Ok, alors comme ça faut parler de moi. Et ben, y'a pas grand-chose à dire. Pas grand-chose vers lesquelles je vais non plus, à vrai dire...
Je pense ça en baissant les yeux face à mon reflet dans la vitre du train. Parce que j'ai honte, ouais. Honte de n'être personne, et de vouloir être tout à la fois. Honte d'être parti, comme ça, sans prévenir. De les avoir quittés. Ma famille. Mes amis. Enfin le peu que j'avais.
Et jusqu'à la honte d'avoir fraudé ce foutu train, et de n'avoir évité l'amende qu'en négociant une fellation discrète avec le contrôleur, dans ce wagon presque vide.
Ouais, quelle déprime. Rien que d'y penser, s'y j'avais pu m'allumer une sèche, là, dans ce train, ben j'en aurais cramé trois d'un coup. Un poison, ok, mais après tout, c’est pas ça qu'on recherche dans la clope? Passer ses nerfs en s'empoisonnant, en espérant subconsciemment que les problèmes disparaissent en même temps que sa capacité respiratoire?...
Je sais ce que vous vous dites: vous êtes restés sur l'histoire de la pipe avec le cheminot, c'est ça? Hum. Je souris amèrement. Evidemment. L'histoire vous excite, bande de petits crados. Vous vous dites que je suis une pute? Peut-être bien... Après tout, tout s'achète, tout se vend, comme on dit? Même si c'est pour voyager. Et j'enterre les jugements. A ma place, vous auriez certainement fait pareil.
Ouais, je vous enmerde tous. J'ai l'habitude d'être considéré comme un déchet. Je suis gay, Drag-Queen, libertin, et en plus je fume de l'herbe. Si je rajoute le fait que je vie dehors depuis trois mois, vous allez probablement me traiter de pouilleux, non ?
Qu'importe. La vie est ainsi faite. J'ai appris à ne pas me soucier du regard des gens. A me débrouiller seul. Dealer, faire le pied de grue pour les putes, pendant qu'elles se faisaient trousser par un PDG marié dans une ruelle sombre sous la pluie, et me taper moi-même le dit PDG et ses avatars masculins à la lubricité mal réfréné.
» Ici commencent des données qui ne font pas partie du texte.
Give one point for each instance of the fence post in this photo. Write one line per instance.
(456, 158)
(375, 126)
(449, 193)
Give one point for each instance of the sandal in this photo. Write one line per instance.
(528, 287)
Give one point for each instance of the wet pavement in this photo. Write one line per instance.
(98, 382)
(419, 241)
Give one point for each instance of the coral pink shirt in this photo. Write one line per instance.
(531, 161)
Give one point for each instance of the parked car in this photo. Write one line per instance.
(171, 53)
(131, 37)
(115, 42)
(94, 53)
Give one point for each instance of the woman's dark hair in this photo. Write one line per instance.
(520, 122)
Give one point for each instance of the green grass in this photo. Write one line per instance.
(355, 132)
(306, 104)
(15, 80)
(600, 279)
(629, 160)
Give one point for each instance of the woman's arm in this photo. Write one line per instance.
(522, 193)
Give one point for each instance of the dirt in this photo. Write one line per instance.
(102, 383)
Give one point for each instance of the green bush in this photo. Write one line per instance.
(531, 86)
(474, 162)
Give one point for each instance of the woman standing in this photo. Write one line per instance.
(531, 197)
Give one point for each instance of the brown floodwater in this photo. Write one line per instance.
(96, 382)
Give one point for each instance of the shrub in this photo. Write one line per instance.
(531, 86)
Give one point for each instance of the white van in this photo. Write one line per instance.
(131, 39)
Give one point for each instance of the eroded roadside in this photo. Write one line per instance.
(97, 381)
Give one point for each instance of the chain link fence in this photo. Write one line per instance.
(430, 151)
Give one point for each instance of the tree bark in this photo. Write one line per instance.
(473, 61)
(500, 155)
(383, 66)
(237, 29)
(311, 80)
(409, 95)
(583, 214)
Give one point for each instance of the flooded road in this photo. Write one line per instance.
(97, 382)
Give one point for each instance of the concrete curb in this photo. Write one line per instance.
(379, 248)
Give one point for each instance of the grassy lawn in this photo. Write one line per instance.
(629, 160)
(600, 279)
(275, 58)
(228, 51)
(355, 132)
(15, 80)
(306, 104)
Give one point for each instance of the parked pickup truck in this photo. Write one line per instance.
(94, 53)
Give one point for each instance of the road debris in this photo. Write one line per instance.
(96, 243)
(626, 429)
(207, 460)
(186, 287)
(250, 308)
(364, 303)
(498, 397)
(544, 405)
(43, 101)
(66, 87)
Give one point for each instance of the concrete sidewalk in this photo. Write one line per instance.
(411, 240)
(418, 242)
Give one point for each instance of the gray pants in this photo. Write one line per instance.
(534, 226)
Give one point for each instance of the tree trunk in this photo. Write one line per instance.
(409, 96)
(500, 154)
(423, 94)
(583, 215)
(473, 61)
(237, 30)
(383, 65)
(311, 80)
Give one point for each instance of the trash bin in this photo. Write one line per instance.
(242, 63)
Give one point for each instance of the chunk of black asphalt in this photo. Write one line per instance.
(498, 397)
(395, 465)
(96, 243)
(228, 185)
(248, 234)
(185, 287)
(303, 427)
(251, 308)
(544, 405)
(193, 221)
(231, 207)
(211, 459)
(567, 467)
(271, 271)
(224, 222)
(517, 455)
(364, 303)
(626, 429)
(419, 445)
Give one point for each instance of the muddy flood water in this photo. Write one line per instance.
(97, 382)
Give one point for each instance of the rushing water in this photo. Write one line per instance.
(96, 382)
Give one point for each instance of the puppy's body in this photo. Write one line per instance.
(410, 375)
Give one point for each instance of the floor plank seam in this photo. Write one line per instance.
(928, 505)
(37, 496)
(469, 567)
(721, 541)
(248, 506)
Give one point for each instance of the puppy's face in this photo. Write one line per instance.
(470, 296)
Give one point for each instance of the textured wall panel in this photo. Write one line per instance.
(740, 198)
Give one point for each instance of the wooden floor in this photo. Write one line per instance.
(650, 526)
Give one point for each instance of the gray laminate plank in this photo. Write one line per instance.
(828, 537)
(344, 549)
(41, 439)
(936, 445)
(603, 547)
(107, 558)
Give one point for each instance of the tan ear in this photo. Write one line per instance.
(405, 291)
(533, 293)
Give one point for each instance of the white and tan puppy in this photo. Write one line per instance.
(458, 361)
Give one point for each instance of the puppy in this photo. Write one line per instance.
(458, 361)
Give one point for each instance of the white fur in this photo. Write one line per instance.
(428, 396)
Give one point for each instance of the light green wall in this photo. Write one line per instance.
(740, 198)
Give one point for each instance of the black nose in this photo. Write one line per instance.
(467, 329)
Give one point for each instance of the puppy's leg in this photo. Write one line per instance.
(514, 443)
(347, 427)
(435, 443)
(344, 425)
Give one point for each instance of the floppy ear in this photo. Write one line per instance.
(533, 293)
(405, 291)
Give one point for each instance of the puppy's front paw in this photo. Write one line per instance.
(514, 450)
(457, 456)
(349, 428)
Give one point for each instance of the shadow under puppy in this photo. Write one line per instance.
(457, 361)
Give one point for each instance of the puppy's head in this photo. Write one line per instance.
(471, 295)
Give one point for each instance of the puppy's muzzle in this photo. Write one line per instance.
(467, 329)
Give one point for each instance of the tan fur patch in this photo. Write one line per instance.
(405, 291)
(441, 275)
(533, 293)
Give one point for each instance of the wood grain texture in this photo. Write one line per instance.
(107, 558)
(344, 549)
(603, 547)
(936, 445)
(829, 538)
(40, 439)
A ce sujet, je tapote doucement ma paupière droite pour voir si le cocard du dernier con qui n’a pas voulu me payer est en train de s’estomper. Ça n’est presque plus douloureux. Un peu d’
UltraCover de
Makup forever , et j’aurais à nouveau l’air d’être fraiche et pimpante. Celui-là, il l’a pas emporté au paradis. S’il n’a pas perdue une couille avec le coup de genoux que je lui ai envoyé dans les valseuses, je veux bien qu’on m’appelle Monsieur.
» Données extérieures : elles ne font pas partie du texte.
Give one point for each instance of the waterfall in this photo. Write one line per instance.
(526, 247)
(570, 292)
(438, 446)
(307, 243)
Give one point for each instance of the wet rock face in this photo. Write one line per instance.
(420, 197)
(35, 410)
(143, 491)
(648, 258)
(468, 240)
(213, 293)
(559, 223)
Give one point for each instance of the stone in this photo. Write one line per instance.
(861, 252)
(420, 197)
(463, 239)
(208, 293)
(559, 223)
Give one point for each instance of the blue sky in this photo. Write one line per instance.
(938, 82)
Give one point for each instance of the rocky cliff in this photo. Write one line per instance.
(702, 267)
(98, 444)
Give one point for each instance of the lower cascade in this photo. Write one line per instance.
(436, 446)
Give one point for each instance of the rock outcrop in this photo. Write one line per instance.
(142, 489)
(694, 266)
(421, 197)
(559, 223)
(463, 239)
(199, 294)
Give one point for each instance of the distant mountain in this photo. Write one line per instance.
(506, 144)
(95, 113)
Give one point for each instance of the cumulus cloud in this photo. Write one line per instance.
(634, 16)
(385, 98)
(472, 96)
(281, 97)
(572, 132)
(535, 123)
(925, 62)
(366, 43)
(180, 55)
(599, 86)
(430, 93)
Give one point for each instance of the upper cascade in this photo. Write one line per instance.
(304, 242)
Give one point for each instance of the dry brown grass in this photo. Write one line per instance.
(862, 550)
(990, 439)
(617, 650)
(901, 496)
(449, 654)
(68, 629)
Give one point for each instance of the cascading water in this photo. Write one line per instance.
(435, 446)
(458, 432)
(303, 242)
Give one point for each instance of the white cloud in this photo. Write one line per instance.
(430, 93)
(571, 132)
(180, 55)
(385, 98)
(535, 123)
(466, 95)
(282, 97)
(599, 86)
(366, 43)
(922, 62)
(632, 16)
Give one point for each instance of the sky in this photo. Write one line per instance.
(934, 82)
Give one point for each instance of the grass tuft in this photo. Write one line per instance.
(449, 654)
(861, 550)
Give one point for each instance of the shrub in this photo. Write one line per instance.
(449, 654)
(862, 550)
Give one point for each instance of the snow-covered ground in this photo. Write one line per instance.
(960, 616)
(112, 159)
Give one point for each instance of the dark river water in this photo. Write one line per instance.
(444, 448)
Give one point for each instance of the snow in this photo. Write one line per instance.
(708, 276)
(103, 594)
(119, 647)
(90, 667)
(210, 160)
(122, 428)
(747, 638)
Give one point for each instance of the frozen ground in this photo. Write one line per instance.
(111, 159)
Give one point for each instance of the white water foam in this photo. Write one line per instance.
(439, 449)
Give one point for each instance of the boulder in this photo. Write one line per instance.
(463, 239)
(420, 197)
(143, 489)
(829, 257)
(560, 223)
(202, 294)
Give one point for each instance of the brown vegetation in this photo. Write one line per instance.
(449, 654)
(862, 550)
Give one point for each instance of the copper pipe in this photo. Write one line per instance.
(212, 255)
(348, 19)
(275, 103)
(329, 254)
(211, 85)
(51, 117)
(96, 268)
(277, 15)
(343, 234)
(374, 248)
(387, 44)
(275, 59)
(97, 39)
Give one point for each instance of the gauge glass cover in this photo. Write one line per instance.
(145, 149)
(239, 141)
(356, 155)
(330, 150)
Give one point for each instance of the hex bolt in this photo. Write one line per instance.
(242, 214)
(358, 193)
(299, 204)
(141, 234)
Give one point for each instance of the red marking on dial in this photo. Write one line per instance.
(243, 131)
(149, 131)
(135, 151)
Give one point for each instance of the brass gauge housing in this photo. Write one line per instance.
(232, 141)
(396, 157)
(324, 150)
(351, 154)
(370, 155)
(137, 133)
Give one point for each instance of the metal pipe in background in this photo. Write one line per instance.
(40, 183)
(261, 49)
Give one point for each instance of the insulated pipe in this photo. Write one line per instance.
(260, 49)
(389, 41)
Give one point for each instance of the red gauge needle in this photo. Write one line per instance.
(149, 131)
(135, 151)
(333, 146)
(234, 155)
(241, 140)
Ah oui, je parle parfois de moi au féminin. Faut dire que quand t’as un physique androgyne et que t’a passé tes nuits dans des tenues féminines de DragQueen, t’a parfois ton perso qui se confond avec sa vie. Amanda Sax. C’est mon nom de scène. Enfin, avant de trouver la scène, il faudrait déjà trouver des fringues propres, et du maquillage. L’Ultracover, un vestige de ma valise a accessoire et Make-up, restée chez mes vieux. Comme les robes, les coiffes. Les perruques.
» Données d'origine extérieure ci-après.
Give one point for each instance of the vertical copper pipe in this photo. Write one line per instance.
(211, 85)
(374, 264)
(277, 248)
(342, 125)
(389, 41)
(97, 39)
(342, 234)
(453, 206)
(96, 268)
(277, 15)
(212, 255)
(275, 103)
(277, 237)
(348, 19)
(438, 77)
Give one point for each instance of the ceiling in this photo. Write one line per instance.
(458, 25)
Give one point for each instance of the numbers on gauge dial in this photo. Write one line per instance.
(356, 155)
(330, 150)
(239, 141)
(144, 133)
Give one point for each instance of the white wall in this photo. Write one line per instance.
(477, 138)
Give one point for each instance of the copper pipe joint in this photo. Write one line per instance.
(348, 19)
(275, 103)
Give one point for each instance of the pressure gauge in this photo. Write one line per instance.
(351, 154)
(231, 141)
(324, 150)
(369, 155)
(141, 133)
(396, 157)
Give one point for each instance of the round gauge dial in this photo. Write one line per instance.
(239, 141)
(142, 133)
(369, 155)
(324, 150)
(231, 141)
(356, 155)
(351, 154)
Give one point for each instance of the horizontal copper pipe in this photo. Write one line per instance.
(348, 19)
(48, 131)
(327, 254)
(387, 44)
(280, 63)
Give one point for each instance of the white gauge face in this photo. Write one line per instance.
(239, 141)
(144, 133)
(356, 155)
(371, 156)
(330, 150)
Comme ma vie. Putain, j’ai plus rien. Jusqu’à ma dignité s’est envolée.
Bon, assez parler de moi. On est rentré dans la banlieue de mon
El Dorado : Paris. Cette ville que je connais si peu, et qu’on m’a vendue comme un rêve. Peut-être un des seuls endroits au monde ou une pute-travelo-androgyne-gay-et-droguée peut trouver de quoi se reconstruire.
Vous vous demandez si j’en ai pas marre de cette vie ? Si je me complais dans ce merdier ? Hum, j’aimerais t’y voir, toi. J’ai appris à faire avec, c’est tout. Si j’ai migré vers la terre promise, c’est pas pour continuer à vendre des passes à trente Euros pour bouffer du kebab. Mais il faut bien admettre que mon expérience passée m’a appris à ne pas trop attendre de l’avenir. Alors… On a qu’à dire qu’on verra.
Bon aller, il est temps de me laisser tranquille. J’ai assez parlé de moi. Vous en saurez bien assez si vous épongez mon foie à la vodka ce soir.
Mais pour avoir cette chance, va falloir avoir des
corones, les garçons. Car j’ai l’air d’une proie chétive, mais je suis en réalité un prédateur, et un prédateur blessé.